Moment of inertia of an equilateral triangular lamina $$ABC$$, about the axis passing through its centre $$O$$ and perpendicular to its plane is $$I_0$$ as shown in the figure. A cavity $$DEF$$ is cut out from the lamina, where $$D$$, $$E$$, $$F$$ are the mid points of the sides. Moment of inertia of the remaining part of lamina about the same axis is:

We consider the equilateral triangular lamina $$ABC$$ made of a material of uniform surface mass density $$\sigma\;(\text{mass/area})$$. About the axis that passes through its centroid $$O$$ and is perpendicular to the plane, its moment of inertia is given to be $$I_0$$.
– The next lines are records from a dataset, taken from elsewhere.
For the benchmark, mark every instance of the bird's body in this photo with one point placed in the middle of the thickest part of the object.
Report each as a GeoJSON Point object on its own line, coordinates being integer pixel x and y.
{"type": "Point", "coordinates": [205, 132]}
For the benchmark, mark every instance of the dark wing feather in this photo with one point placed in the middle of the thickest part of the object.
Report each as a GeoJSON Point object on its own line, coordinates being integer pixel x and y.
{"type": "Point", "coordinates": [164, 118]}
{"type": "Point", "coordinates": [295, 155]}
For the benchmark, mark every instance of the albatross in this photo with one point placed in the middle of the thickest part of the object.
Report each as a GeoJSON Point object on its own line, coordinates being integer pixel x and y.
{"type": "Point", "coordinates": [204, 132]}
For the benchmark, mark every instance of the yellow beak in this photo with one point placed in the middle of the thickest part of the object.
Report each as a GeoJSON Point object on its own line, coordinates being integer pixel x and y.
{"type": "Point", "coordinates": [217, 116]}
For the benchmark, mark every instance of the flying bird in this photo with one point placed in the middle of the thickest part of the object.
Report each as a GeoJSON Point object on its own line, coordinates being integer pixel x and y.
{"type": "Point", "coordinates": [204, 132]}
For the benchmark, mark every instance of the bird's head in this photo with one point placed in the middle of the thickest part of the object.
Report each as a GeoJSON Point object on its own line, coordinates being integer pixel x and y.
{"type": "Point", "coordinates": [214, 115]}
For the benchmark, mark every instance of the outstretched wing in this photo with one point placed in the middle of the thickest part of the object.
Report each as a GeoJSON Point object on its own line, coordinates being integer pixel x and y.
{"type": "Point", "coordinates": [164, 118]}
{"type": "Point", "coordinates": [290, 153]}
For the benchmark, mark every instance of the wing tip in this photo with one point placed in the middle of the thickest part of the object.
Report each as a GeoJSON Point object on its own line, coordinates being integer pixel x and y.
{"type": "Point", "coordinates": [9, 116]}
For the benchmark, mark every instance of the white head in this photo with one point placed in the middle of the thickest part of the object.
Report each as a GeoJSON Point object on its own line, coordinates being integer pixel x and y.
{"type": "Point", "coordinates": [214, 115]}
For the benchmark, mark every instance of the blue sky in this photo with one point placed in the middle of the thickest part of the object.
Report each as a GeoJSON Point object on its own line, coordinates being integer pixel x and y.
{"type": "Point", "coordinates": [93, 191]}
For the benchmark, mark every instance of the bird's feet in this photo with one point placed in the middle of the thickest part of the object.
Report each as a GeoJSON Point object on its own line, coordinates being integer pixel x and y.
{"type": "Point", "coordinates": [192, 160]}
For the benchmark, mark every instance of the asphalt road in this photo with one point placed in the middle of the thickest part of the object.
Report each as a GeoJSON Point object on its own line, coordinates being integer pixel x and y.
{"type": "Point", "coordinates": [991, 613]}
Inside this triangle the points $$D,\;E,\;F$$ are the mid-points of the three sides, so joining them produces another equilateral triangle $$DEF$$. Because each side of $$DEF$$ joins mid-points, its length is exactly one-half of the length of $$ABC$$. Hence $$DEF$$ is similar to $$ABC$$ with a linear scale factor

$$k=\dfrac{\text{side of }DEF}{\text{side of }ABC}=\dfrac12.$$

First recall a standard result: for two geometrically similar laminae made of the same material,

mass $$\propto$$ (length)$$^2$$ and moment of inertia about corresponding central axes $$I \propto$$ (length)$$^4$$.

Stating this explicitly, if the scale factor is $$k$$, then

$$I_{\text{small}} = k^4\,I_{\text{large}}.$$

Applying this to our triangles, the moment of inertia of the inner triangle $$DEF$$ about the same central axis through $$O$$ is

$$I_{\text{DEF}} = k^4 I_0 = \left(\dfrac12\right)^4 I_0 = \dfrac1{16}\,I_0.$$

When the inner triangle is cut out, its mass and its moment of inertia are removed from the original lamina. Therefore the moment of inertia of the remaining portion is obtained by simple subtraction:

$$I_{\text{remaining}} = I_0 - I_{\text{DEF}} = I_0 - \dfrac1{16}I_0 = \left(1 - \dfrac1{16}\right)I_0 = \dfrac{15}{16}I_0.$$

Hence, the correct answer is Option B.